Pero es consciente de que el Valle de los Caídos es un recuerdo de todo aquello, pero él quiere que se pueda ver en sentido contrario: «Tras la guerra, las relaciones en mi familia eran muy normales. No había conflictos políticos. La vida continuó». El abad del Valle de los Caídos creció sin padre, sin hermano y sin un tío. Pero no fue eso lo que le llevó a ser sacerdote. O sí, eso, más las tragedias y las reconciliaciones que vivió España. «Siempre me atrajo la vida religiosa y creo que Dios te va dando señales, te va llamando».


 

Mano a mano entre Obreros libres y presos
La gran polémica sobre el Valle de los Caídos comienza con su construcción. Presos republicanos trabajaron junto a obreros libres y las dos Españas tienen diferentes visiones acerca de ese hecho. Para algunos, los presos fueron obligados a trabajar por una paga mísera y a cambio, también, de reducción de condena. Para otros, los presos trabajan junto a obreros libres, en perfecta convivencia y sin ningún problema. Tampoco hay acuerdo sobre el número de muertos durante las obras. Unos hablan de 14, a otros esta cifra les parece ridícula y extremadamente corta.
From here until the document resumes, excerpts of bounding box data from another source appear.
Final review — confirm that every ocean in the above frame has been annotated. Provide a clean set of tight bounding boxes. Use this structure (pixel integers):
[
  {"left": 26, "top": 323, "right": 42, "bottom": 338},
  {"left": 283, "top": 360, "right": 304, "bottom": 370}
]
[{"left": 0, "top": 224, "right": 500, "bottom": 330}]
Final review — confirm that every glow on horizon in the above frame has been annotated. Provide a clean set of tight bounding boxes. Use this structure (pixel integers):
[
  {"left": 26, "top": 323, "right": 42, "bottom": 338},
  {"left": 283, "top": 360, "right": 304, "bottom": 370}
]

Pablo Linares, de la Asociación para la defensa del Valle de los Caídos, cuenta la historia de su abuelo, Antonio Clemente, que estuvo en el bando republicano. Tras acabar la guerra y al no haber matado a nadie, vivió sin problemas y para tener un sueldo trabajó en «Guillén granitos y mármoles», que junto a otras empresas ahora desaparecidas levantaron el Valle de los Caídos. Su nieto cuenta que no estaba de acuerdo con el régimen de Franco, pero que tenía que vivir y tampoco se expresaba públicamente. Iba en moto a trabajar y cuando no le daba tiempo a volver, dormía sin problemas en el mismo barracón que los presos. Además, alguna vez se marchó a los toros con ellos, sin ningún problema. Sí que vio morir a un obrero. A uno libre: se acercó a una hormigonera, se puso en marcha sin querer y le machacó. Pero aparte de eso, sus recuerdos de la construcción del Valle de los Caídos, a pesar de la dureza, son buenos.

No era igual para todos. José María Calleja recoge en su libro «El Valle de los Caídos», otros testimonios: «El trabajo era durísimo y se hacía en condiciones lamentables; y sin ninguna seguridad. 14 muertos en 19 años, ¡no se lo creen!», dice un preso.